Semaphore in Java with Example

In computer science, particularly in operating systems, a semaphore is a variable or abstract data type that provides a simple but useful abstraction for controlling access, by multiple processes, to a common resource in a parallel programming or a multi user environment. Semaphores which allow an arbitrary resource count are called counting semaphores, while semaphores which are restricted to the values 0 and 1 (or locked/unlocked, unavailable/available) are called binary semaphores.

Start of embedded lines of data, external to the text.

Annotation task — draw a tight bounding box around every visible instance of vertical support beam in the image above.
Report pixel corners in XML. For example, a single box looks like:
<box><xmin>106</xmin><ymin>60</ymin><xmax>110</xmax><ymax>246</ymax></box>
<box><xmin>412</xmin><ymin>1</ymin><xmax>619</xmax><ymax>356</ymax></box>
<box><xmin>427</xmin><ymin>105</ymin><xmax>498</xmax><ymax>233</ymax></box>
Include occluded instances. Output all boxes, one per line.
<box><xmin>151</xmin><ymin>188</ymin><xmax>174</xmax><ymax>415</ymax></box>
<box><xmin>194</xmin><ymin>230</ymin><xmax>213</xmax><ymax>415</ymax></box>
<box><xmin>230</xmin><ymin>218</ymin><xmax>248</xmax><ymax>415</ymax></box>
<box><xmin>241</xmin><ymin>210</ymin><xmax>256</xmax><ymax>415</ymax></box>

Counting semaphores control the number of activities that can access a certain resource or activity at the same time.  They can be used to implement resource pools. A Semaphore manages a set of virtual permits to access a certain resource or activity. The initial number of permits is passed to the Semaphore constructor. Activities can acquire permits and release permits. If no permit is available, acquire blocks until one is available or until interrupted or the operation times out. The release method returns a permit to the semaphore. As binary semaphores are restricted to the values 0 and 1, they can be used for mutual exclusion; whoever holds the only permit can access the resource.

 

Counting Semaphore Example – SemaphoreDemo.java

import java.util.Date;

import java.util.concurrent.Semaphore;

 

public class SemaphoreDemo {

 

         public void DemoSemaphore(int capacity) {

 

                 final Semaphore available = new Semaphore(capacity, true);

                 String name = "";

 

                 for (int i = 0; i < 5; i++) {

                          name = "MyThread-" + (i + 1);

                          new Thread(name) {

                                  @Override

                                  public void run() {

                                           try {

                                               available.acquire();

                                               System.out.println("Started " + Thread.currentThread() + " at " + new Date());

                                               Thread.sleep(5000);

                                               System.out.println("Exiting " + Thread.currentThread() + " at "  + new Date());

                                               available.release();

                                           } catch (InterruptedException e) {

                                                   e.printStackTrace();

                                           }

                                  }

                          }.start();

                 }

         }

 

         public static void main(String[] args) {

 

                 SemaphoreDemo sD = new SemaphoreDemo();

                 sD.DemoSemaphore(2);

         }

 

}

 

Output

Started Thread[MyThread-1,5,main] at Mon Jul 08 11:01:39 IST 2013

Started Thread[MyThread-2,5,main] at Mon Jul 08 11:01:39 IST 2013

Exiting Thread[MyThread-2,5,main] at Mon Jul 08 11:01:44 IST 2013

Started Thread[MyThread-3,5,main] at Mon Jul 08 11:01:44 IST 2013

Exiting Thread[MyThread-1,5,main] at Mon Jul 08 11:01:44 IST 2013

Started Thread[MyThread-5,5,main] at Mon Jul 08 11:01:44 IST 2013

Exiting Thread[MyThread-5,5,main] at Mon Jul 08 11:01:49 IST 2013

Exiting Thread[MyThread-3,5,main] at Mon Jul 08 11:01:49 IST 2013

Started Thread[MyThread-4,5,main] at Mon Jul 08 11:01:49 IST 2013

Exiting Thread[MyThread-4,5,main] at Mon Jul 08 11:01:54 IST 2013

 

Note:

Here we create a semaphore with initial capacity of 2. We also create and start 5 threads using a “for loop”. Only 2 threads can acquire the permit at one time and others have to wait. Only MyThread-1 and MyThread-2 acquires the permit initially at 11:01:39. Once MyThread-2 releases the permit and exit at 11:01:44, MyThread-3 acquires the permit and gets started. Similarly MyThread-5 is started after MyThread-1 releases the permit. At any time only two threads have acquired the permit.